Exotic woods like rosewood and ebony, plays a major role in the impact of overall tone produced by a guitar. It just gets taken away from focusing on the importance of materials used in a fingerboard while most of the focus goes on to the composition of the wood used for the body of the guitars.
Fingerboards do not play much of a bigger role in the sound of the guitar but certainly is a factor that needs to be taken into consideration. The wood also is a factor for the fingers to move while playing the guitar. The vibrating motion of the string against the metal frets create the sounds of different musical notes. The species of the neck wood affects the production of the tones. Denser the neck wood, brighter the sounding would be but with less sustain as denser woods tend to reflect sound waves whereas less dense ones absorb them.
Despite the fact that there are many other kinds of woods that can be used for fretboards, you will most often see one of two main species on the majority of guitars: Ebony and Rosewood.
Let’s take a look at the characteristics of each one to help you decide which is the best for you.

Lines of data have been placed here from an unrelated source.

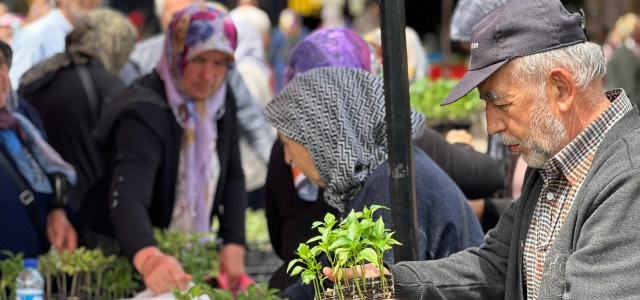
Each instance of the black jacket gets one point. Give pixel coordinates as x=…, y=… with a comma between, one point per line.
x=62, y=102
x=138, y=191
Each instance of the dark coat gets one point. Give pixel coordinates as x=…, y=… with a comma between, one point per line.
x=138, y=190
x=63, y=104
x=19, y=233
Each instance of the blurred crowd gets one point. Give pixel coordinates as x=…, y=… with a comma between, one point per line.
x=105, y=135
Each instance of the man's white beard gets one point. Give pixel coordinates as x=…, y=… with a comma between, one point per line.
x=546, y=136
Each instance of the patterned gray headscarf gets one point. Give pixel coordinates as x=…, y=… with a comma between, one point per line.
x=339, y=115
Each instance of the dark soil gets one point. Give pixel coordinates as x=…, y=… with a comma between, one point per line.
x=373, y=290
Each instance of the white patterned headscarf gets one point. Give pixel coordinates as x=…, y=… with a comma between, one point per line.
x=338, y=114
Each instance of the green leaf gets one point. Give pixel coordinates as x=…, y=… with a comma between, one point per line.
x=378, y=228
x=352, y=232
x=316, y=224
x=303, y=250
x=368, y=254
x=313, y=239
x=292, y=263
x=329, y=218
x=339, y=243
x=308, y=276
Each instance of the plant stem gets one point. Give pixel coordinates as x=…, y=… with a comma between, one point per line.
x=98, y=283
x=74, y=281
x=64, y=285
x=48, y=285
x=364, y=280
x=355, y=280
x=59, y=283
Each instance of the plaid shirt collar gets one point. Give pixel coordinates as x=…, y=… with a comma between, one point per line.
x=572, y=160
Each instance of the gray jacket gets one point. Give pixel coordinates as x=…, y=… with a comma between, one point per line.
x=595, y=256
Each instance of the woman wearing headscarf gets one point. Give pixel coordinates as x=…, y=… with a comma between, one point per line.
x=291, y=200
x=332, y=124
x=293, y=206
x=69, y=88
x=33, y=180
x=176, y=161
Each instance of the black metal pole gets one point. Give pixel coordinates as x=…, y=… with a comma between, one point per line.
x=396, y=89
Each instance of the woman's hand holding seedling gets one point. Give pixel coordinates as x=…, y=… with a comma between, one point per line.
x=370, y=270
x=355, y=246
x=160, y=272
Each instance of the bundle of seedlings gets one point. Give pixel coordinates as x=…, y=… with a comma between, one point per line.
x=202, y=291
x=357, y=240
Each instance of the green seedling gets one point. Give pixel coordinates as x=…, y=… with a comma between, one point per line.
x=356, y=241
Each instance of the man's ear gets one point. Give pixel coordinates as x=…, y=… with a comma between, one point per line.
x=561, y=90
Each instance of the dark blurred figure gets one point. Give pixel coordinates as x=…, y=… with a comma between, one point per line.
x=284, y=37
x=69, y=88
x=33, y=180
x=623, y=65
x=45, y=37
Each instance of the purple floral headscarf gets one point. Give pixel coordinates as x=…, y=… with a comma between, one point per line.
x=199, y=28
x=338, y=47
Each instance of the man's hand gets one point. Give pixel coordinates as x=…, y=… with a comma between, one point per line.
x=60, y=232
x=370, y=270
x=232, y=262
x=160, y=272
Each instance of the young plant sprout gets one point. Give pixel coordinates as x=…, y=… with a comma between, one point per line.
x=357, y=240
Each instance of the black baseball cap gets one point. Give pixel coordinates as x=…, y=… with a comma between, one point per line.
x=518, y=28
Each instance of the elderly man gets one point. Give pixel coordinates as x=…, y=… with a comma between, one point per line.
x=45, y=37
x=573, y=232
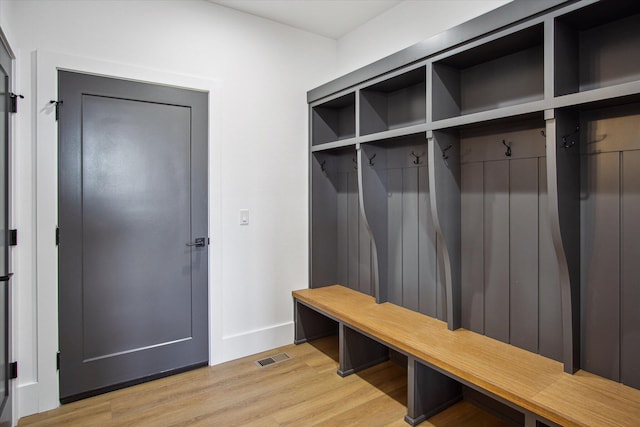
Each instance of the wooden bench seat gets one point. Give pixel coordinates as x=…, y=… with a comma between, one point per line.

The most dense and durable wood, ebony is known for its clear and crisp attack. It has brittle grains and is natural oil wood. Since it has a really tight grain structure, ebony wood has a natural finish which gives the fingerboard a very sleek and smooth surface making it convenient for faster playing.
Ebony is generally the darkest fretboard wood, making it popular among the heavy music genre where the theme is black. Ebony boasts a sharp attack, open tone, outstanding durability, and great sustain. It is sleek and smooth even when unfinished, giving it a quick playing feel and excellent responsiveness.
There are two varieties of Ebony wood. Brazilian ebony being one among them is one of the work friendly all around woods which is stable and straight grained. An exceptionally heavy and hard ebony wood, the Mexican royal ebony/ Katalox is a dark purple/ black colour accent with the creamy/ golden sapwood to create contrast that can be well utilised for a unique look. Ebony fretboards are generally favoured by guitarists who prefer a very bright, razor sharp top end or a very tight, well-defined low end.
Other Variations : Indian ebony, Gaboon Ebony, Macassar Ebony
Rosewood being the most common fretboard wood used on a guitar, it is a natural oil wood which results in a richer fundamental tone due to the unwanted overtones being absorbed into the oily pores. The oily nature of the rosewood gives it a natural finish which helps on a smooth and sleek play.
Rosewood is known for its rich, warm tones with less high end attack.Rosewood fretboards are generally favoured by players who prefer a warm sound and for those who wish to tame the harsh highs on a bright sounding guitar.Rosewood, being known for having different hues, is a very hard and dense wood with great clarity and articulation in tone.